Nusron Wahid Ingatkan Bali, Alih Fungsi Sawah Kini Masuk Zona Bahaya

Rabu 26-11-2025,19:14 WIB
Reporter : Nindya Previaputri
Editor : Nindya Previaputri

DENPASAR, DISWAYBALI.ID - Peringatan keras datang dari Menteri ATR/BPN, Nusron Wahid mengenai alih fungsi sawah di Bali yang terlihat semakin masuk ke dalam zona bahaya. Nusron Wahid mengingatkan bahwa kondisi penyusutan lahan pertanian di Pulau Dewata sudah berada pada tahap yang dianggap berbahaya dan mengancam struktur tata ruang daerah.
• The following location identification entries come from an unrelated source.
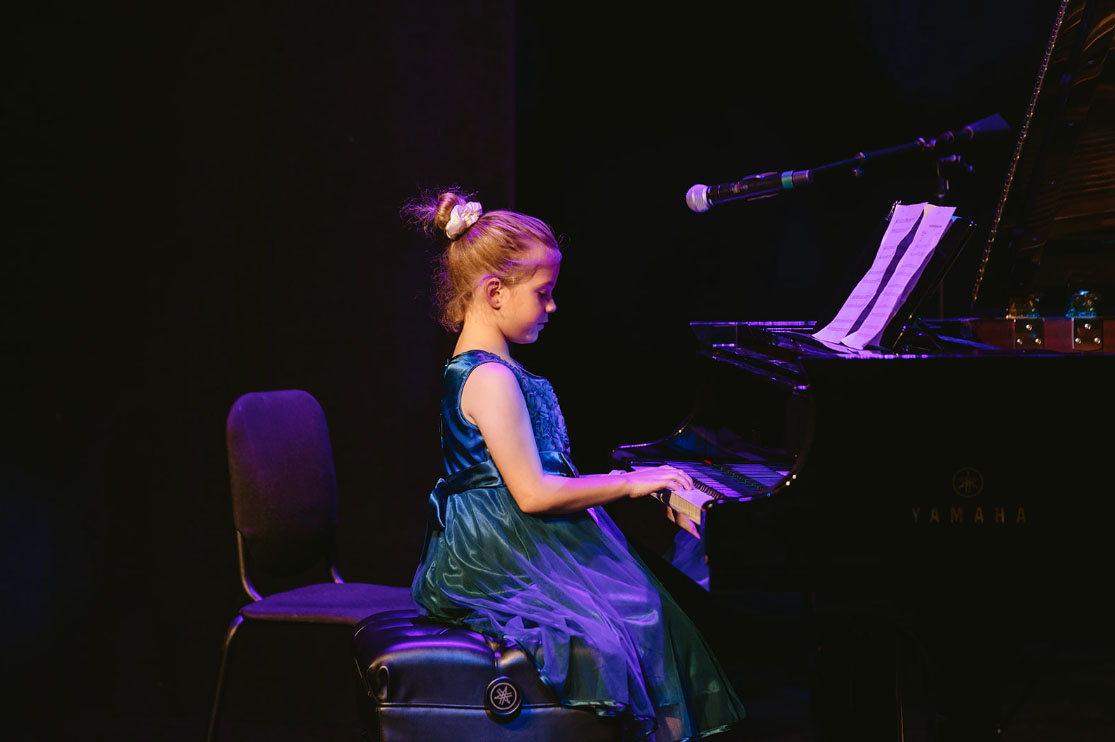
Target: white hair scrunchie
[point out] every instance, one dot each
(462, 218)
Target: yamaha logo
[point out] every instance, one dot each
(503, 699)
(967, 482)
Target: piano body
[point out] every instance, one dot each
(956, 478)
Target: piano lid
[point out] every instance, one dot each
(1053, 235)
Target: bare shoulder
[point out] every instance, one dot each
(491, 389)
(493, 375)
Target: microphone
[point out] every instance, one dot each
(701, 198)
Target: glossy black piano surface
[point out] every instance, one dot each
(957, 476)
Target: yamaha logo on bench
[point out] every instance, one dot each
(503, 699)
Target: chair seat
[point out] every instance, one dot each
(428, 681)
(330, 603)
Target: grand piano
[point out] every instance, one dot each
(941, 498)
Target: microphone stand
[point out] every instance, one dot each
(701, 198)
(941, 145)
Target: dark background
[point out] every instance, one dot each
(202, 202)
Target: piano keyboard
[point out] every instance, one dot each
(735, 481)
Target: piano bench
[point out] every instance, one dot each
(426, 681)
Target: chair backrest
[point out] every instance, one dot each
(283, 482)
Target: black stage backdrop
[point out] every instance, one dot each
(203, 202)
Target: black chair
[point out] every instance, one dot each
(284, 510)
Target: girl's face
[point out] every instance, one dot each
(527, 305)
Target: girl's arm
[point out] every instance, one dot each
(492, 401)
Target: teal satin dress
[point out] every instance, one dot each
(568, 589)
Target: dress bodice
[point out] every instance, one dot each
(462, 443)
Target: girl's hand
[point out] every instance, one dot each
(646, 481)
(682, 521)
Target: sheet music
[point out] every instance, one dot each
(908, 243)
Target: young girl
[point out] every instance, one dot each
(517, 546)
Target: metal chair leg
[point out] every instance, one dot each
(215, 714)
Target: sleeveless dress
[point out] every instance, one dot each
(566, 589)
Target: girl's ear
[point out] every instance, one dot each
(491, 289)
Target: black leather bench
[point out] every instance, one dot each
(427, 682)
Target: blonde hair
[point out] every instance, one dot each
(501, 243)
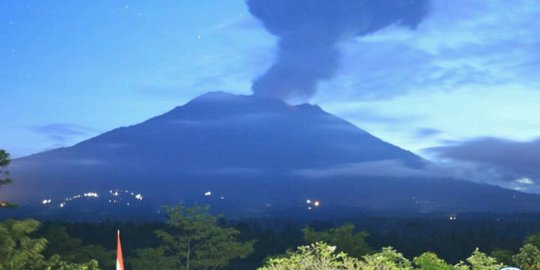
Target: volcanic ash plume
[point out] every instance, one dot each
(310, 30)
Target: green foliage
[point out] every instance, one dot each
(72, 249)
(317, 256)
(343, 237)
(503, 256)
(430, 261)
(533, 240)
(151, 258)
(4, 174)
(387, 259)
(528, 257)
(480, 261)
(55, 263)
(18, 251)
(193, 240)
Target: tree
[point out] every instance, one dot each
(317, 256)
(73, 250)
(193, 241)
(480, 261)
(430, 261)
(528, 257)
(18, 251)
(533, 239)
(4, 174)
(387, 259)
(342, 237)
(503, 256)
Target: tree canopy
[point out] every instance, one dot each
(193, 240)
(5, 159)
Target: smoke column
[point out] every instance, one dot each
(310, 30)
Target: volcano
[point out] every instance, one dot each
(251, 155)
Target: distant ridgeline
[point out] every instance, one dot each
(247, 156)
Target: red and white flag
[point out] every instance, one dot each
(119, 258)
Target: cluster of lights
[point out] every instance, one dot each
(46, 201)
(209, 193)
(95, 195)
(311, 204)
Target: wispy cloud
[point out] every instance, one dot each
(461, 43)
(61, 133)
(512, 164)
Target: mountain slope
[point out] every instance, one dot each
(247, 151)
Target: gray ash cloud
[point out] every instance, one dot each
(309, 32)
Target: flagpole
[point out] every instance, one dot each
(119, 257)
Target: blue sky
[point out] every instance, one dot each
(465, 77)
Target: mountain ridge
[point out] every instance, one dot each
(248, 150)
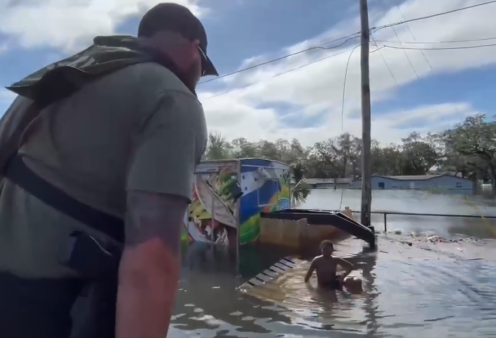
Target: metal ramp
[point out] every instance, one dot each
(273, 272)
(327, 218)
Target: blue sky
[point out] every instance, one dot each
(427, 91)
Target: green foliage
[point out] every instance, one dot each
(467, 149)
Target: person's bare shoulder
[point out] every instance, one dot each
(317, 260)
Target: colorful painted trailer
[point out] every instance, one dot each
(228, 197)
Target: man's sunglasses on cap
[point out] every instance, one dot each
(207, 66)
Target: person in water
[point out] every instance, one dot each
(326, 266)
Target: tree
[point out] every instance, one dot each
(475, 140)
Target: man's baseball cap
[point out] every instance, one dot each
(178, 19)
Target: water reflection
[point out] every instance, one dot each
(408, 292)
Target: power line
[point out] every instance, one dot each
(327, 57)
(438, 42)
(435, 15)
(385, 62)
(441, 48)
(404, 51)
(342, 107)
(413, 36)
(350, 37)
(282, 73)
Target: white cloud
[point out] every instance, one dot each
(69, 24)
(7, 95)
(313, 91)
(318, 88)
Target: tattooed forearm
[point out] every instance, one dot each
(152, 216)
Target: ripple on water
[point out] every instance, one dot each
(403, 295)
(408, 292)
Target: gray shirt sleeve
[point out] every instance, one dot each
(168, 146)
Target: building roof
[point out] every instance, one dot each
(418, 177)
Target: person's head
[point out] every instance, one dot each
(174, 26)
(327, 247)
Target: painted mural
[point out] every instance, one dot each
(265, 186)
(214, 211)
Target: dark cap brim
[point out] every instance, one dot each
(210, 69)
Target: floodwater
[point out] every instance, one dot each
(412, 288)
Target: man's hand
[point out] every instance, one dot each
(150, 264)
(310, 271)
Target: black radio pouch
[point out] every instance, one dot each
(97, 264)
(90, 258)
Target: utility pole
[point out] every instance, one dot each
(366, 107)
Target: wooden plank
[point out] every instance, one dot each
(282, 266)
(256, 282)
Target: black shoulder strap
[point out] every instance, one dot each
(19, 173)
(14, 169)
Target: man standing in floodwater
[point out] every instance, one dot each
(326, 267)
(123, 145)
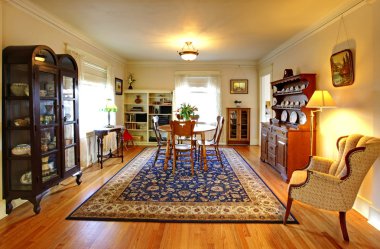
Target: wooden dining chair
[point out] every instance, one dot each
(160, 141)
(184, 150)
(214, 142)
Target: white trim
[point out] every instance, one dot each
(53, 21)
(344, 10)
(374, 217)
(249, 64)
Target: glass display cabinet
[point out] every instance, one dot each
(40, 122)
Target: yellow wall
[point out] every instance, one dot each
(156, 75)
(21, 28)
(357, 105)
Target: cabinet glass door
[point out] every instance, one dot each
(233, 124)
(17, 135)
(70, 128)
(49, 127)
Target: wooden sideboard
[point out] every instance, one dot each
(286, 140)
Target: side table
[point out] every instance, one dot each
(100, 133)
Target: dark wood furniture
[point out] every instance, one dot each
(40, 122)
(285, 142)
(238, 126)
(100, 133)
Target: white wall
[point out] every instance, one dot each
(357, 105)
(20, 27)
(160, 75)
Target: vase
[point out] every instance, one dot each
(138, 100)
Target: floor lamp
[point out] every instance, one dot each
(320, 100)
(110, 107)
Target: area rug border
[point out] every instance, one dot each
(138, 219)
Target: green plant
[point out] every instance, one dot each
(186, 111)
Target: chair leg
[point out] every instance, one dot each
(174, 160)
(343, 225)
(287, 212)
(218, 155)
(158, 152)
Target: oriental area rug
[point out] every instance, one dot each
(141, 191)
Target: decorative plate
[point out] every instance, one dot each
(293, 117)
(284, 115)
(302, 118)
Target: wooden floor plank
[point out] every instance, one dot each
(49, 229)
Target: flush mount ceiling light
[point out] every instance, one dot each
(188, 52)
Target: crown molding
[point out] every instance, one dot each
(250, 64)
(345, 9)
(53, 21)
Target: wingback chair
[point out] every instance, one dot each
(333, 185)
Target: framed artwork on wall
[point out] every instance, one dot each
(342, 68)
(118, 86)
(238, 86)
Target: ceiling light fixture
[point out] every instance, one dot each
(188, 52)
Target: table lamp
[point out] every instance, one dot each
(320, 99)
(110, 107)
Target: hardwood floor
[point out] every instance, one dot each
(49, 229)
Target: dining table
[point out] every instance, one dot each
(199, 129)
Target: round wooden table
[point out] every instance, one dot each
(198, 129)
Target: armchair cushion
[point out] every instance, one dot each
(320, 164)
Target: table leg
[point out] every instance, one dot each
(100, 148)
(204, 151)
(167, 154)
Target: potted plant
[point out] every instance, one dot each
(186, 111)
(237, 103)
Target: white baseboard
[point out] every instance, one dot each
(15, 204)
(366, 208)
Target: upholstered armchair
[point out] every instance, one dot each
(333, 185)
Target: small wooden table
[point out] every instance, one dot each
(100, 133)
(198, 129)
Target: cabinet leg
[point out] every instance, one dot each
(36, 203)
(78, 176)
(8, 207)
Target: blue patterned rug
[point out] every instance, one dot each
(143, 192)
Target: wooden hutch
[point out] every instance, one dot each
(286, 140)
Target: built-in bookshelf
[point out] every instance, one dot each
(139, 108)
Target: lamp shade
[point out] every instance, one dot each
(110, 106)
(321, 99)
(188, 52)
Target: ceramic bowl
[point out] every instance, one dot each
(19, 89)
(21, 149)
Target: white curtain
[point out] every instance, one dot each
(95, 87)
(201, 89)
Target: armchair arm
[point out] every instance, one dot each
(320, 164)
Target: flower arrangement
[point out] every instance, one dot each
(186, 111)
(131, 79)
(237, 102)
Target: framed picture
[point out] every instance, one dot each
(239, 86)
(118, 86)
(342, 68)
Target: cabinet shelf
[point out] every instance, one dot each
(153, 103)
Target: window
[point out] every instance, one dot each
(201, 89)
Dalam beberapa tahun terakhir, pertumbuhan sektor pariwisata, ekspansi pemukiman, serta adanya pergeseran fungsi secara masif telah meneyebabkan banyaknya sawah produktif beralih peran tanpa mempertimbangkan keberlanjutan LP2B Bali.

Melihat hal itu, Nusron Wahid selaku Menteri ATR/BPN menegaskan bahwa pemerintah tidak lagi dapat berdiam diri dan harus mengambil langkah tegas untuk menghentikan laju dari alih fungsi lahan di Bali yang berpotensi dapat mengguncang ketahanan pangan untuk jangka waktu yang panjang.

BACA JUGA:Fakultas Hukum UNMAL Gandeng KADIN Lampung Perkuat Pembelajaran Hukum Bisnis dan Kewirausahaan

Sejumlah provinsi, termasuk Bali kini berada di tengah tekanan besar terkait perubahan fungsi lahan yang dianggap sebagai peristiwa yang berpotensi membawa konsekuensi serius bagi ketahanan pangan dan berkelanjutan lingkungan.

Dalam pernyataan Nusron Wahid menegaskan bahwa alih fungsi sawah di Bali telah mencapai titik berbahaya. Menurut data resmi, bagian dari sawah di Bali yag seharusnya dilindungi sebagai bagian dari kawasan Lahan Pertanian Pangan Berkelanjutan (LP2B) saat ini hanya mencakup sekitar 62% dari total lahan baku sawah (LBS).

Angka tersebut jauh berada di bawah target nasional 87% sebagaimana yang sudah diatur dalam Peraturan Presiden Nomor 12 Tahun 2025. Maka dari itu Nusron mengumumkan moratorium yang berarti tidak ada lagi alih fungsi lahan pertanian aktif, terutama pada sawah yang tergolong LP2B.

Lebih lanjut Nusron berencana untuk memanggil pihak provinsi dan kabupaten/kota di Bali, meminta pengembalian status lahan bagi sawah yang telah dikonversi menjadi area non-pertanian agar dapat difungsikan kembali sebagai sawah.

Peringatan ini bukan hadir tanpa adanya dasar, dari pengamatan Kementerian ATR/BPN, penyusutan sawah telah berdampak pada berkurangnya ruang untuk produksi pangan lokal dan sekaligus memperlemah struktur tata ruang di Bali.

BACA JUGA:Kadin Lampung dan FH Unmal Gelar Kuliah Pakar Hukum Bisnis untuk Perkuat Kompetensi Mahasiswa di Era Digital

Alih fungsi sawah ke area perumahan, pariwisata atau komersial jika terus dibiarkan maka akan memicu defisit pangan lokal, ketergantungan pasokan dari luar, serta meningkatkan risiko lingkungan terkait drainase dan manajemen tata ruang.

Dalam konteks kebijakan nasional, perlindungan lahan sawah menjadi bagian vital dari strategi ketahanan pangan. Nusron Wahid sebelumnya sudah menekankan bahwa sawah harus selamanya menjadi sawah yang artinya lahan sawah yang dilindungi tidak boleh dialih fungsi seenaknya, kecuali diganti melalui lahan baru dengan produktivitas yang setara.

Dengan kondisi Bali saat ini, di mana LP2B jauh di bawah target, banyak sawah yang hilang, dan tekanan dari pembangunan maka dengan adanya moratorium serta upaya untuk pengembalian fungsi sawah bukan hanya sekedar langkah reguler, melainkan menjadi sebuah alarm terhadap pangan di masa depan dan ruang hidup di Bali.